On May 20, 2010, at 11:37 AM, Irakli Gozalishvili wrote:

> Hi,
> 
> Sorry if my question is stupid or does not really belongs here. I will be 
> thankful to get some clarification on es specs since I just discovered that 
> my interpretation of how getter / setters are supposed to behave appears to 
> be different from the behavior in observed in modern browsers.
> 
> var foo = Object.create({}, {
>     bar: { 
>         get: function() { 
>             return this._foo;
>         },
>         set: function(value) {
>             return this._foo = 'Hello ' + value;
>         } 
>     }
> });
> 
> var bar = foo.bar = 'setter';
> if (foo.bar !== bar) throw new Error('Unexpected');
> 
> The code will throw an error cause bar will be 'setter' while foo.bar will be 
> 'Hello setter'.  I was expecting that `bar' would've get value returned by a 
> setter (or at least getter of foo). And this is not the case nor with FF nor 
> with Safari implementations. Behavior is the same if getters and setters are 
> used instead. Is it expected behavior ? If answer is yes, is there any point 
> of returning anything from setter ?
There is no point in returning anything from a setter.

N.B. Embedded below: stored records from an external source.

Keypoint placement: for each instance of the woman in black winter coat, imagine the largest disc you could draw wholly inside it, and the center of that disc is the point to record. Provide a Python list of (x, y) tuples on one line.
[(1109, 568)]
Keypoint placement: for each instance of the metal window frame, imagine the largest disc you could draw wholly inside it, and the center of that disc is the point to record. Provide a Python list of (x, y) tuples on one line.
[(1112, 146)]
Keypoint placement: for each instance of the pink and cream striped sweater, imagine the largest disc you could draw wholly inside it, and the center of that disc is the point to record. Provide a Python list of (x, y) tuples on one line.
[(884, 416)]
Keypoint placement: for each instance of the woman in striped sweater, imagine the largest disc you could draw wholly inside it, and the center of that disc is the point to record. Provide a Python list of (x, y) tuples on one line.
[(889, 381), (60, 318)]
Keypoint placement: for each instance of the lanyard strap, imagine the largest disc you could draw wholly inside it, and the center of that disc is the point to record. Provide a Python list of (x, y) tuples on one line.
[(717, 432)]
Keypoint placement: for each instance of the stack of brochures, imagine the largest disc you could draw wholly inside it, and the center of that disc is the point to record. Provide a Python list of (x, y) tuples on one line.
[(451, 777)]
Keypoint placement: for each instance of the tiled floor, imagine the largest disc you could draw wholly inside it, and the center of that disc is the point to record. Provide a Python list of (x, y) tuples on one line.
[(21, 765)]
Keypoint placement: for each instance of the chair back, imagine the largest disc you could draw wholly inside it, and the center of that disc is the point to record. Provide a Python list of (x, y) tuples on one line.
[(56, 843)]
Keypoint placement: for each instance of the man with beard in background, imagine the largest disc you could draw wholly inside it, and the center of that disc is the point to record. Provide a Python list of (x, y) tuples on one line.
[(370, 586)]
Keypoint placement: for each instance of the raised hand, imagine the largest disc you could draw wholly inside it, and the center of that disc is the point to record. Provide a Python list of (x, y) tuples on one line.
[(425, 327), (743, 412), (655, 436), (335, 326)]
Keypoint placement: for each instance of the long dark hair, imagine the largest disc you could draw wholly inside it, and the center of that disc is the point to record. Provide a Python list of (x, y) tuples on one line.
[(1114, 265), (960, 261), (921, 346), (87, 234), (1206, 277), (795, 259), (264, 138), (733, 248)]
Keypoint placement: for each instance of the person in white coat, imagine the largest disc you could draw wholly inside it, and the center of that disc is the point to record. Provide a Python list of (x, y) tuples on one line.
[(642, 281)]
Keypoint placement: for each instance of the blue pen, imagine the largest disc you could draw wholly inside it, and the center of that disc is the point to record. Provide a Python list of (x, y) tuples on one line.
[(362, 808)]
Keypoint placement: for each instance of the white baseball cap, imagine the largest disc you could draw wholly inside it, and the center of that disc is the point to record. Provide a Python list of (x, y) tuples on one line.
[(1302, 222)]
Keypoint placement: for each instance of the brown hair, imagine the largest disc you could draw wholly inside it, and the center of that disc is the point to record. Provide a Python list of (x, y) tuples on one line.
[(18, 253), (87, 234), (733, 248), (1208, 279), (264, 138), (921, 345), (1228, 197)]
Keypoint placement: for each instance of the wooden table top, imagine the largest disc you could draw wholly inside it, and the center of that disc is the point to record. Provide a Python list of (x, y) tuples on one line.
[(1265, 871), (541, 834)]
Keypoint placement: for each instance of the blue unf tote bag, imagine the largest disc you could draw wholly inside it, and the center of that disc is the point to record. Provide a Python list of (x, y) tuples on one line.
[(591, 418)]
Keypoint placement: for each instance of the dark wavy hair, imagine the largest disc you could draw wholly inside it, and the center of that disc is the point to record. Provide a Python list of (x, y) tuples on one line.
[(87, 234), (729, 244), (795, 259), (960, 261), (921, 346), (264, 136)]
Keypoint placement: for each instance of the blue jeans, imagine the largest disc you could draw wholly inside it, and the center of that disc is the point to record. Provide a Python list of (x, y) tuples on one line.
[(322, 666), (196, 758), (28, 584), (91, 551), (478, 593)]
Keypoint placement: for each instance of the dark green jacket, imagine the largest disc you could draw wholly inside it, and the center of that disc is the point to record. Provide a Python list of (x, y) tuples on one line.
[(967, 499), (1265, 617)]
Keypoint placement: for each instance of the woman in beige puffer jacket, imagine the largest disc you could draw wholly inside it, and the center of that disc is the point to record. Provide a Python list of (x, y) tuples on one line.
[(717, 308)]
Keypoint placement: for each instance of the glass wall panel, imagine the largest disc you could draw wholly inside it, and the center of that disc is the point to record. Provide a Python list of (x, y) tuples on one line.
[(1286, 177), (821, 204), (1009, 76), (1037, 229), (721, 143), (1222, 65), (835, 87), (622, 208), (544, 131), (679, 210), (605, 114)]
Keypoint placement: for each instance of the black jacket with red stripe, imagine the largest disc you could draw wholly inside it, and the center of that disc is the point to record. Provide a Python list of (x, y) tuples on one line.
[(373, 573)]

This is due to the semantics of the assignment operator, not setters -- the 
result value of an assignment is the righthand side of the expression. 

eg. for any expression
<some lvalue> = someObject.property = <expr>

the behaviour is equivalent to

temp = <expr>
someObject.property = temp
<some lvalue> = temp

(ignoring the need to resolve the destinations in the correct order)

> I am also afraid that this might break some of the frameworks in rare cases 
> like in this example above. (a = b = c is commonly used syntax)

This has always been the behaviour of assignment.